My first post here - I hope I have the right place.

I am struggling to find 23mm screw bars (two screws). I really, really regret going for an odd size, but I'm stuck. I regret even more that I am now stuck with screw bars!

Does anyone know of a good source? I'll buy a few, I think as I have a funny feeling this could happen again. I'll also invest in a small tube of Loctite.

Thanks,

Jon


----------



## brummie1875 (May 2, 2016)

Welcome to the forum Jon, is it threaded screw bars to attach strap to case i.e where spring bars normally go or to attach individual bracelet links together?


----------



## Pleonast (Aug 29, 2018)

Hi Brummie,

It is a double threaded bar to attach a strap to the lugs.


----------



## brummie1875 (May 2, 2016)

Screws and tube type?

What watch is it for?


----------



## Pleonast (Aug 29, 2018)

The tube is steel (1.3mm x 23mm). The screw heads are 2mm diameter and ~1mm thick. I don't care if these are brushed or polished, or even if the heads are of other finishes as they are recessed into the lugs and not really visible. In fact a gold screw might look good.


----------



## Pleonast (Aug 29, 2018)

Sorry, I missed the question on the watch. A U-Boat Classico copy (a good one).
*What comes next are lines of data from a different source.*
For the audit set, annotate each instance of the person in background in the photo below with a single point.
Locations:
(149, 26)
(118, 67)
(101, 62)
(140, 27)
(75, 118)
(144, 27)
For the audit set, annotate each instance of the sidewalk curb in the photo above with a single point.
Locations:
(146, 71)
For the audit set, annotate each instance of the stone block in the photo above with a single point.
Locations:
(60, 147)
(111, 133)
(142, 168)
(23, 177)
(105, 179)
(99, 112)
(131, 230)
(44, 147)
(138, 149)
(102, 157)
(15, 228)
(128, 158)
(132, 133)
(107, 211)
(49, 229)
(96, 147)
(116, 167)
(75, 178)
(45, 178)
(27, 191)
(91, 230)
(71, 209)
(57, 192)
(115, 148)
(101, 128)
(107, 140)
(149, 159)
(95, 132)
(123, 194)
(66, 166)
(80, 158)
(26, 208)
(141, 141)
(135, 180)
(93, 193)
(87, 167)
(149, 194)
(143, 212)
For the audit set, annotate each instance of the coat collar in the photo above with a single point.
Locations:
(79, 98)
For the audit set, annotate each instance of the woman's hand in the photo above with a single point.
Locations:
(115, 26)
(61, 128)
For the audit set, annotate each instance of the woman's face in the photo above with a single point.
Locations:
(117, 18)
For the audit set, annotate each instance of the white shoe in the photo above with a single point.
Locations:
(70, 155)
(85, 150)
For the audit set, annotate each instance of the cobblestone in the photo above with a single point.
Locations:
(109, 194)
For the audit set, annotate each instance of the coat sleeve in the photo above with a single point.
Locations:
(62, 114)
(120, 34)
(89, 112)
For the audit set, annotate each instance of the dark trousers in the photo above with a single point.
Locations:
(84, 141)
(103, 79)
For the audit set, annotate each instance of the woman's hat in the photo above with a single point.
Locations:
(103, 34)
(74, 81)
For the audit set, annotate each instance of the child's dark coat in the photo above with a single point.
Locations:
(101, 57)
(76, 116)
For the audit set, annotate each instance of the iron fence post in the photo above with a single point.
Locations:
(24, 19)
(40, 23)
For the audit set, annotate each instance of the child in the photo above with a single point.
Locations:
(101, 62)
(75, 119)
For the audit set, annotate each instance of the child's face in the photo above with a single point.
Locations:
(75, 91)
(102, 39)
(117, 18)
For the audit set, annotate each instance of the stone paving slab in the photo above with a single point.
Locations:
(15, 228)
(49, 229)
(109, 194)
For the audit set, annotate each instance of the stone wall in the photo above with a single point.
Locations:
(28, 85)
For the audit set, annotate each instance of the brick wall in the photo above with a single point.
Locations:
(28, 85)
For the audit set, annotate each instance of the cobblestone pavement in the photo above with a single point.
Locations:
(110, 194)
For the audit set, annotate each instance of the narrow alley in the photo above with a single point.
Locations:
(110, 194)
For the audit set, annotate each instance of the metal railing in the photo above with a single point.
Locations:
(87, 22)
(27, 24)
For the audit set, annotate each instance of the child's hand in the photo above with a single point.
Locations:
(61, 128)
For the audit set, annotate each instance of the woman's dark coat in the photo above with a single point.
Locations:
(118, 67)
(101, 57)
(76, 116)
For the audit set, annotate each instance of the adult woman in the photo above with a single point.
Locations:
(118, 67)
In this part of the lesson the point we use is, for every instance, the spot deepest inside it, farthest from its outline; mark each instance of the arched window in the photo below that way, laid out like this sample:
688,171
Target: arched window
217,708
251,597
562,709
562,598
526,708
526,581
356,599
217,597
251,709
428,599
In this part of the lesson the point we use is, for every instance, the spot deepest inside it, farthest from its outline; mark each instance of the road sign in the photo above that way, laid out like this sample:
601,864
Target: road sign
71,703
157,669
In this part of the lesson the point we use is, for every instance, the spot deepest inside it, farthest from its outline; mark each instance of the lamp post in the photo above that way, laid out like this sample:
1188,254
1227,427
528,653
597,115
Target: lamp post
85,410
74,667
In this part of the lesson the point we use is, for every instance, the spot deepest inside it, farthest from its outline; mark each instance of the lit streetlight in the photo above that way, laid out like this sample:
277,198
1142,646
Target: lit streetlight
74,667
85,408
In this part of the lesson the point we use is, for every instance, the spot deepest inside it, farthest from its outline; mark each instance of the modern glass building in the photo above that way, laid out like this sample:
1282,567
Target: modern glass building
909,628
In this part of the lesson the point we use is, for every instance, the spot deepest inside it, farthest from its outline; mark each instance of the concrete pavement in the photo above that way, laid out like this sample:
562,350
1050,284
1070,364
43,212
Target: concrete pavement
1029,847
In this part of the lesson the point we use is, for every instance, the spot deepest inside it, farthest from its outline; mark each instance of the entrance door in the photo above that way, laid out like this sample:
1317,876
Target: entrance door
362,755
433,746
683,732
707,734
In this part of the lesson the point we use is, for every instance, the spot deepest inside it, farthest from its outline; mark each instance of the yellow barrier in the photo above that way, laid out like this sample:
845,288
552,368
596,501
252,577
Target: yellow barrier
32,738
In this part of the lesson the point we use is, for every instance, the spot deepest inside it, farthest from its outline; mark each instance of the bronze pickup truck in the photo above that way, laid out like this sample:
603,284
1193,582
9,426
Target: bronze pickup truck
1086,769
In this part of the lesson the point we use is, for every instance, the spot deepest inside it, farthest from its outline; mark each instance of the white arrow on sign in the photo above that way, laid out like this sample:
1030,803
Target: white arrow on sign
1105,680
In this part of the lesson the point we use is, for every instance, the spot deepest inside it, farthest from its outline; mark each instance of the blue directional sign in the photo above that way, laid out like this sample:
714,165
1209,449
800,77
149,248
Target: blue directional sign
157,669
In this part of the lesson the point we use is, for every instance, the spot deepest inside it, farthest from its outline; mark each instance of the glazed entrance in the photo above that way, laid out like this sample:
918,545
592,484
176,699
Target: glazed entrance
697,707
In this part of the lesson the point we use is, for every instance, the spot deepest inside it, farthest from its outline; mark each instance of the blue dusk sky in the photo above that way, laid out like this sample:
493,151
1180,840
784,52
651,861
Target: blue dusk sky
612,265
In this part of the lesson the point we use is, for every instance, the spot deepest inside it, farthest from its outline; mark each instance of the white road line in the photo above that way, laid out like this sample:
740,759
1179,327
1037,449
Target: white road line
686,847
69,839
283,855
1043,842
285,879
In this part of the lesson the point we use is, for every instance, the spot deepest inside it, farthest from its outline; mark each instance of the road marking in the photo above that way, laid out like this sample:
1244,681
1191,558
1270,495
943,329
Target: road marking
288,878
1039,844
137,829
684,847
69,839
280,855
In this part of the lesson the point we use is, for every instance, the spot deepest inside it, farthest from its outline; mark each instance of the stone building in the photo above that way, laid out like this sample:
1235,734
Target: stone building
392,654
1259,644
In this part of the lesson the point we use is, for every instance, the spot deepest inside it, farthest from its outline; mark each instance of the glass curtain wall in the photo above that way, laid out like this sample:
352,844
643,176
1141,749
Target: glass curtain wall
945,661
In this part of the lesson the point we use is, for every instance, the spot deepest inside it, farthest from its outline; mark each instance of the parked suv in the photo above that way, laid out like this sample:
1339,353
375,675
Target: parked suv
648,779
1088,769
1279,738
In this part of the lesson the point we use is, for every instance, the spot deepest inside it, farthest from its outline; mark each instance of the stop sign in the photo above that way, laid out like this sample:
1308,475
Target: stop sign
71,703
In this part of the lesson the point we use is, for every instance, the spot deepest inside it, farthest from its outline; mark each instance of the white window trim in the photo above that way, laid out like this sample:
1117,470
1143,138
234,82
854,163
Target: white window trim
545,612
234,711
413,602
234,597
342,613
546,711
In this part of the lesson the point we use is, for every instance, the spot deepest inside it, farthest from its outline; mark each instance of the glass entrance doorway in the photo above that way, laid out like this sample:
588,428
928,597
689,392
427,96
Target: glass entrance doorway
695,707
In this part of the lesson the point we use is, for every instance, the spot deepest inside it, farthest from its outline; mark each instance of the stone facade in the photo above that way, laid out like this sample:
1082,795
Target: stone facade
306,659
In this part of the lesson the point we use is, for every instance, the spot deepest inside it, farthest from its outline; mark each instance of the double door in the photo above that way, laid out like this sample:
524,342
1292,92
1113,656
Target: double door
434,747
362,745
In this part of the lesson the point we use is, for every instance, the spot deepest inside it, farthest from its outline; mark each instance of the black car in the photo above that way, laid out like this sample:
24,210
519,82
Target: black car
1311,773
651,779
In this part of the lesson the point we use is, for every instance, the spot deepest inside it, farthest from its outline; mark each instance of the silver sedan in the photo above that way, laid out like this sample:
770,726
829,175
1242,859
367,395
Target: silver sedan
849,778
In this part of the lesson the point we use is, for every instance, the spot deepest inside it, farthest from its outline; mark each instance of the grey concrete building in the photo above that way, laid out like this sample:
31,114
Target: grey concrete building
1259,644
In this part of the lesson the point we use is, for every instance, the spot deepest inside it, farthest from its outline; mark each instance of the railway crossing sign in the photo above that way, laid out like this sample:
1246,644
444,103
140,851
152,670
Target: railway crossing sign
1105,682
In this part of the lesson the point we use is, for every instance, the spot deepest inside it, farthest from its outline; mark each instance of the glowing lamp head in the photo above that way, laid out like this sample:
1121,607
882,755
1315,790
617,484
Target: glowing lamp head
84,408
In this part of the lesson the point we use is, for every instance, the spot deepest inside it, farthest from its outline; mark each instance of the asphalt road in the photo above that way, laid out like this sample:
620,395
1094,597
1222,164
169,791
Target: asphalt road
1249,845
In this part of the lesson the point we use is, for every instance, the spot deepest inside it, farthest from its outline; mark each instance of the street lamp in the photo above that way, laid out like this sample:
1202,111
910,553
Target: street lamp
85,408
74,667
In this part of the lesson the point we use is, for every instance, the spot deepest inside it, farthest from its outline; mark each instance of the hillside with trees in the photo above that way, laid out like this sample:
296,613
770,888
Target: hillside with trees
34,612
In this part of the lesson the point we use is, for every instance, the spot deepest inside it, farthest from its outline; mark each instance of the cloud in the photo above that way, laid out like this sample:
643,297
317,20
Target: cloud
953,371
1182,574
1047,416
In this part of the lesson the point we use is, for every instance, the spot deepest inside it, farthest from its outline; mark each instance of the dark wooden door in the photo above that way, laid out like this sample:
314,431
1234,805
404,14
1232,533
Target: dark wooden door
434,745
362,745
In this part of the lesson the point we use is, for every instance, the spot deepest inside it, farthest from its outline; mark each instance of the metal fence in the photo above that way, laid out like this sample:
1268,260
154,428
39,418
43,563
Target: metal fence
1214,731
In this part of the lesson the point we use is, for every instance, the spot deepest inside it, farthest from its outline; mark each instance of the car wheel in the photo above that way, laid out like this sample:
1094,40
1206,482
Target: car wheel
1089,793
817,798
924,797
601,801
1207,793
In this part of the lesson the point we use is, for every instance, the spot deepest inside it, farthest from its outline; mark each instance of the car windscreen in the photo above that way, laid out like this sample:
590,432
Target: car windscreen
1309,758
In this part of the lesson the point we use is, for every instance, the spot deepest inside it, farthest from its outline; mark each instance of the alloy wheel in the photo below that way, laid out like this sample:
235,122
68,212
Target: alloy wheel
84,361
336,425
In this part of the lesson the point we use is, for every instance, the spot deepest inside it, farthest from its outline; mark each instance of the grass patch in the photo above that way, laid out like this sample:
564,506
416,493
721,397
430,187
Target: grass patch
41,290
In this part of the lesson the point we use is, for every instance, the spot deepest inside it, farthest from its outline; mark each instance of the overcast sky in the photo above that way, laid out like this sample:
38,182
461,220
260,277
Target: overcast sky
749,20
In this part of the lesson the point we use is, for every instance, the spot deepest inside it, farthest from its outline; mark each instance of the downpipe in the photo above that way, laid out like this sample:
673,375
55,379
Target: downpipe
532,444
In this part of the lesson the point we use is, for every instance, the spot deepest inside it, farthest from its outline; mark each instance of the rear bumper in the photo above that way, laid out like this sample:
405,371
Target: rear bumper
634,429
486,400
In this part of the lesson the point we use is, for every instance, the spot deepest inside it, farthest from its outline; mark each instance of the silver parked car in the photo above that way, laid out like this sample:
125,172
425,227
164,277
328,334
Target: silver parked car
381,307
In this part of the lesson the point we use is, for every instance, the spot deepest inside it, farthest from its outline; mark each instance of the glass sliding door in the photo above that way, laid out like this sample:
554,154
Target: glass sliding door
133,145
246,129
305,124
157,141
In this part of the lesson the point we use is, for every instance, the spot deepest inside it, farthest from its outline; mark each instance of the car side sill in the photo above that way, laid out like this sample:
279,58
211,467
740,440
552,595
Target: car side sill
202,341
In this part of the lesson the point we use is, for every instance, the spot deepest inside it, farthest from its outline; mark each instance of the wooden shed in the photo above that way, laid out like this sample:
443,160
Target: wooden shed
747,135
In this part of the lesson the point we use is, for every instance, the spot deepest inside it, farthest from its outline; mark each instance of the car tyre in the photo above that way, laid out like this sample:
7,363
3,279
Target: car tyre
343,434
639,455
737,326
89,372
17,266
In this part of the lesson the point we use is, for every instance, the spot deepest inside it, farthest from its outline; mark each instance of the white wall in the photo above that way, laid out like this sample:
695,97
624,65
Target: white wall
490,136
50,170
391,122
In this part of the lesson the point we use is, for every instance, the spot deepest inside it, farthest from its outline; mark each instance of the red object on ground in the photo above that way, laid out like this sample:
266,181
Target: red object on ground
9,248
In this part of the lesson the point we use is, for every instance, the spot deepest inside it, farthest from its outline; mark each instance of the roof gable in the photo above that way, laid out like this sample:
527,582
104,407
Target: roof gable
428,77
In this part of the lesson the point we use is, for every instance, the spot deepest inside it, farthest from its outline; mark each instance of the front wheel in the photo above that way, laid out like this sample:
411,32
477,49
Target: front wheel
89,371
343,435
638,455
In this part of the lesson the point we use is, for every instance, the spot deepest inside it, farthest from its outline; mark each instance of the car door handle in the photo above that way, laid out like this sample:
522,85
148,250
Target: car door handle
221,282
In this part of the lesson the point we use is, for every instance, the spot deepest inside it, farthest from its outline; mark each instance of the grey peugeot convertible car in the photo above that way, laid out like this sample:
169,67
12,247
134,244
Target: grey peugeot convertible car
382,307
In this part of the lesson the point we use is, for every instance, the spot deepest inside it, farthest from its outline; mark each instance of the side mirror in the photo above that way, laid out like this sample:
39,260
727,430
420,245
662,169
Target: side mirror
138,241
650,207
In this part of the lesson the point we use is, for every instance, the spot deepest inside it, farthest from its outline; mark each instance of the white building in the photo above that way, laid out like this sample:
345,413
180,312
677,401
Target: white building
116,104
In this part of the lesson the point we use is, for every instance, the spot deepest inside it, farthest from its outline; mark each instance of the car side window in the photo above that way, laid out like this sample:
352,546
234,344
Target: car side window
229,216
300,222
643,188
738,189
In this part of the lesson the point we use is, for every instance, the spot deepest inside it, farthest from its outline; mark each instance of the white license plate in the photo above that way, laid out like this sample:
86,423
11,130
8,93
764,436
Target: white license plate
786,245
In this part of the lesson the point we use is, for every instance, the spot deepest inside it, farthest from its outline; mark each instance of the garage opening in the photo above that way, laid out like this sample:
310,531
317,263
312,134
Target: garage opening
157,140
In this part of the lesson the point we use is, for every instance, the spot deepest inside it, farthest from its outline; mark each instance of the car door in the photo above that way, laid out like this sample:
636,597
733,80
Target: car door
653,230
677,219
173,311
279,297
Before the fake police get excited I must express that I do also possess originals (a Glashutte Senator 60's and a Revue Thommen Airspeed X-Large) and bought this on a whim as I liked the look of it and didn't fancy forking out £3k.

That sounds lame. I will buy any damn watch I like. I also possess fake artwork (oils), a fair few prints and some Asian homage copies of prints (I understand it's an Asian cultural thing).


----------



## brummie1875 (May 2, 2016)

I had a quick look at Esslinger and the eBay sellers of these things but kept coming up with only even numbered sizes or out of stock notices, will have another look tomorrow if I get time. :thumbsup:


----------



## Pleonast (Aug 29, 2018)

I keep doing the same (ebay, Otto Frei, Cousins, etc.), but only see even numbers as well. Thank you for looking.


----------